If you run your load test at an impossible to reach amount (say 1,000,000 requests a minute in our above scenario), you aren’t going to get realistic results. Yes, you would stress test your system, but it does not need to be stressed to that capacity.
Ultimately it’s not wrong to go above and beyond, but you could be making unnecessary work for yourself. If your application starts breaking at 100,000 requests per minute but your largest expected scale is 1,000 requests per minute, you could probably spend your time better fixing other areas of your application.
Knowing the expected traffic to your application can be difficult, especially in a new application. If you sell your app on a customer by customer basis, it’s easy to know what traffic will be. But estimating traffic on a public website can turn into the wild west. You must turn to things like SEO rankings for major keywords used to find your site.

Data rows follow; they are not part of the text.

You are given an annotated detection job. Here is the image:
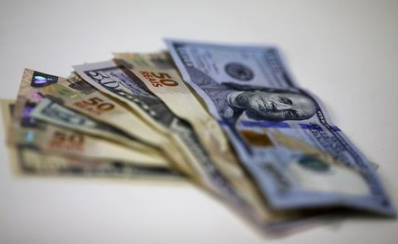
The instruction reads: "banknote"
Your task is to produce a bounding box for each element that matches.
[47,73,190,175]
[166,39,395,216]
[74,61,276,227]
[114,52,276,219]
[0,99,185,181]
[9,69,172,170]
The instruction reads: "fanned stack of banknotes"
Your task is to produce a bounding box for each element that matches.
[3,39,396,232]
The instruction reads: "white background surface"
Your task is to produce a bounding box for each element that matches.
[0,0,398,244]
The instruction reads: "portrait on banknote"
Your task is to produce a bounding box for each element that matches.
[183,67,317,124]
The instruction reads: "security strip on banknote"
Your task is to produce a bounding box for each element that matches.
[166,39,395,216]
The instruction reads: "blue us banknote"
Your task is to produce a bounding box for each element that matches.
[166,39,395,216]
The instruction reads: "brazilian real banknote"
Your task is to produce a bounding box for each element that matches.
[114,53,354,231]
[8,69,180,180]
[0,100,184,181]
[74,61,284,228]
[166,39,395,216]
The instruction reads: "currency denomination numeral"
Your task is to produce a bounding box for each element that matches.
[49,131,84,151]
[74,97,115,115]
[140,71,178,87]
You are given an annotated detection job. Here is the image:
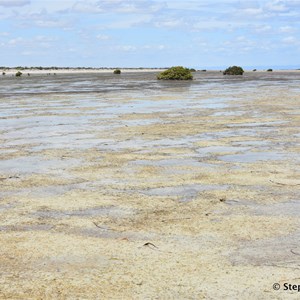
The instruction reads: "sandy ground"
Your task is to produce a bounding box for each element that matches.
[0,71,300,299]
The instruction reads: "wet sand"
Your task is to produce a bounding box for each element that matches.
[0,72,300,299]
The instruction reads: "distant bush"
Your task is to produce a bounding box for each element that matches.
[223,66,244,75]
[157,66,193,80]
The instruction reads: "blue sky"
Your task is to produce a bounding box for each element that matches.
[0,0,300,68]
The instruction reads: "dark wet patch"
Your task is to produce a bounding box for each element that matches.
[141,184,228,202]
[31,206,134,219]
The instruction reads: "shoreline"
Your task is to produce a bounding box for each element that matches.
[0,68,300,76]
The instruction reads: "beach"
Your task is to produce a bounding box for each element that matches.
[0,69,300,299]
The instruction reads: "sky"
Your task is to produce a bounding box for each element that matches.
[0,0,300,69]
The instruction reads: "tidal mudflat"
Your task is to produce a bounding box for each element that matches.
[0,72,300,299]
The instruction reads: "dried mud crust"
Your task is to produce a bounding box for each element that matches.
[0,75,300,299]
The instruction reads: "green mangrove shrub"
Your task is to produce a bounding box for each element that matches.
[223,66,244,75]
[157,66,193,80]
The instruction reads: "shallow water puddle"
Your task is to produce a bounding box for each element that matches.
[31,206,135,219]
[141,184,228,202]
[218,152,288,163]
[0,156,81,174]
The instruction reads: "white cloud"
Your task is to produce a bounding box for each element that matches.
[254,25,272,33]
[279,26,295,33]
[72,0,165,14]
[96,34,110,41]
[266,0,289,12]
[0,0,30,7]
[282,36,300,45]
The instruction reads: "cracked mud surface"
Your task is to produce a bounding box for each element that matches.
[0,72,300,299]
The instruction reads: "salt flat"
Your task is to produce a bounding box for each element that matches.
[0,71,300,299]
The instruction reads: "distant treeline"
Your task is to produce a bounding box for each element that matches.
[0,66,167,70]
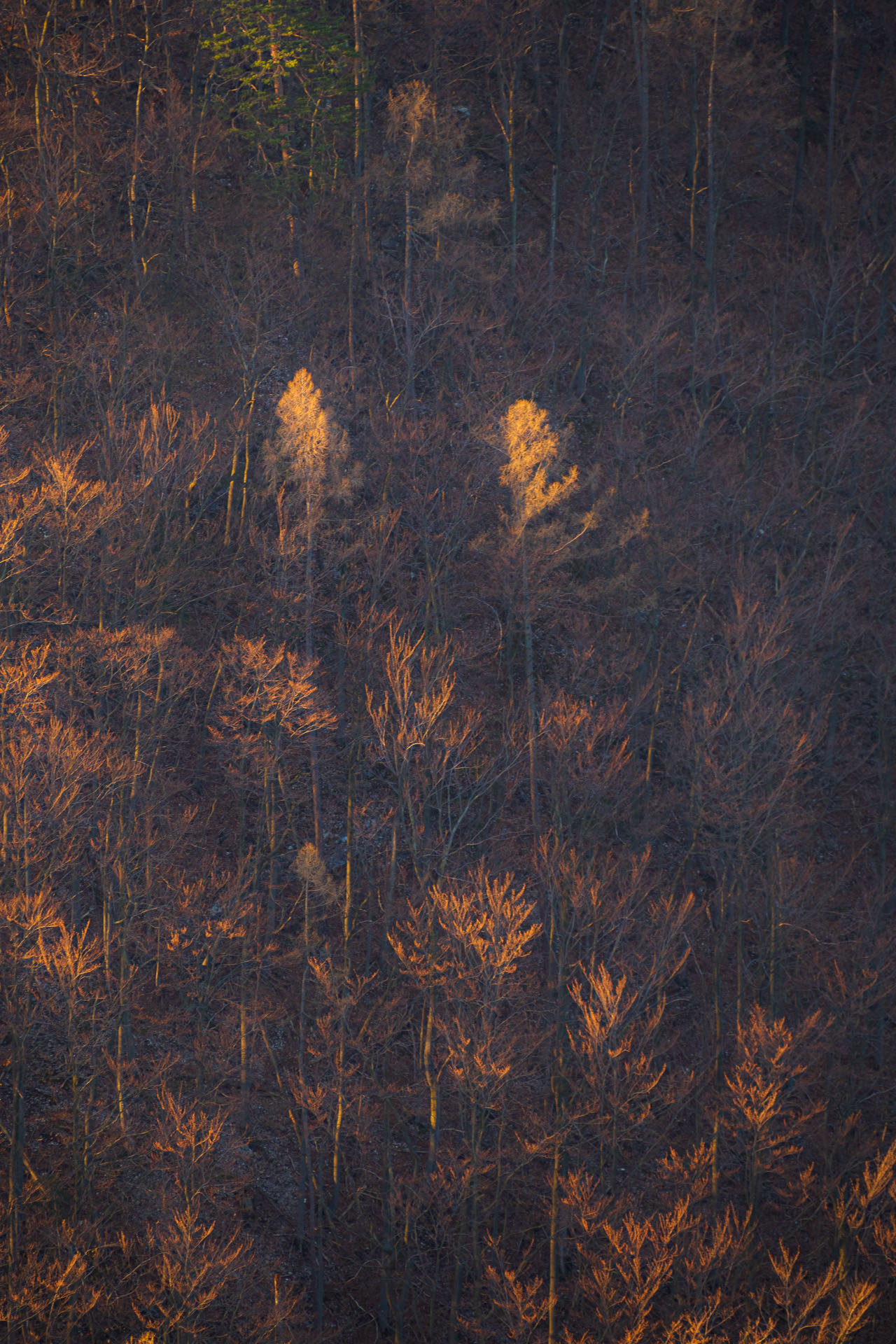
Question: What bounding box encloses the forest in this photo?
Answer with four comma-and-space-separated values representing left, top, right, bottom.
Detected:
0, 0, 896, 1344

Load tests are a fun and exciting part of product launch. You get to see how your system does in a real world scenario, but still in a controlled environment. Once you fix the initial issues, consider adding a reduced load test into your CI/CD pipeline to make sure ongoing development doesn’t start throttling you somewhere.
Remember to focus on your primary business cases. You want to make sure the areas of the application that get the most use are hit the hardest. Areas of the application used for initial setup or seldom used areas do not need to be load tested.
KPIs are going to be your primary indicator of success here. If you get lots of errors in dead letter queues, but they are retried and ultimately go through the system, your KPIs might still consider that a success. Getting an error does not mean a failure in your business process. With serverless, it’s all about reliability and robustness. In fact, it is an AWS serverless design principle!
If your application can automatically recover, then it will be much more likely to handle a significant load and keep hitting your KPIs.
Best of luck with your load tests. Have fun!